Because we did not have the date of symptom onset for hospitalized patients, and we were greatly limited by the reduced cellularity in blood samples collected from the hospitalized COVID-19+ individuals, we did not fully assess immune activation. Only one experimental output was achieved and showed increased IL-6 production, but not IL-1$\beta$ or TNF$\alpha$, by PBMC from hospitalized individuals, with confirmation of immune cytopenia in circulation (Figure 1) [58,59]. It is likely that without medical intervention in the form of corticosteroids to reduce inflammatory responses to SARS-CoV-2 infection, those severe COVID-19+ patients’ immunopathologies would remain unchecked [60]. Lastly and probably most importantly, circulating immune populations in the blood are only a window into the lung inflammatory response [61]. This certainly is a limitation of the current study. It is intriguing to propose future studies with experimental animal models that could evaluate innate lymphoid populations and tissue-resident macrophages in the lung during an active SARS-CoV-2 infection [62,63]. Hypothetically, early responses in lung ILC and macrophages are likely modified by this coronavirus to evade detection and prolong infection in hosts.
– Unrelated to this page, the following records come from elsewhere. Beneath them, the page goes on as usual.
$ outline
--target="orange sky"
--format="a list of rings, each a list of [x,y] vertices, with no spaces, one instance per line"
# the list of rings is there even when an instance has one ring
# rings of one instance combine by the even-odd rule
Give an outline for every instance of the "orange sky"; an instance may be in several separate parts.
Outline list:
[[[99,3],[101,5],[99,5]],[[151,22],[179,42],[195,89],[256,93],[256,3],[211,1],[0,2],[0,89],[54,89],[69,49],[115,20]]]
As briefly touched upon before, the innate immune response is important for long-term adaptive SARS-CoV-2-specific immunity. We undertook this study to see if we could identify any unique characteristic immune responses in this patient population, with our primary focus on the interferons and the ILC populations. We consistently found a steady increase in inflammatory responses to activating cytokines in total ILC (Figure 3) and in our total CD45+ cells at day 28 after SARS-CoV-2 detection (Figure 1). Whether immune cells were non-specifically activated, activated with cytokines, or activated with a TLR-agonist, we observed the greatest number of cytokines later in the resolution phase of the infection. Resiquimod induced the highest cytokine production in ex vivo stimulated PBMC from the COVID-19+ outpatient population at day 28. This was a critical piece of data as immune-boosting strategies against SARS-CoV-2 infection may benefit from including this TLR-7/8 agonist [64,65]. Whether this works in conjunction with the current mRNA COVID-19 vaccines is not known, but interesting to postulate. In summary, there is still a need for research directed at improving clinical outcomes. In late 2023, we are still seeing new and now repeat cases of COVID-19 in our patient populations, with much of the latest literature concluding that we still need to do more to prevent or prepare for future pandemics.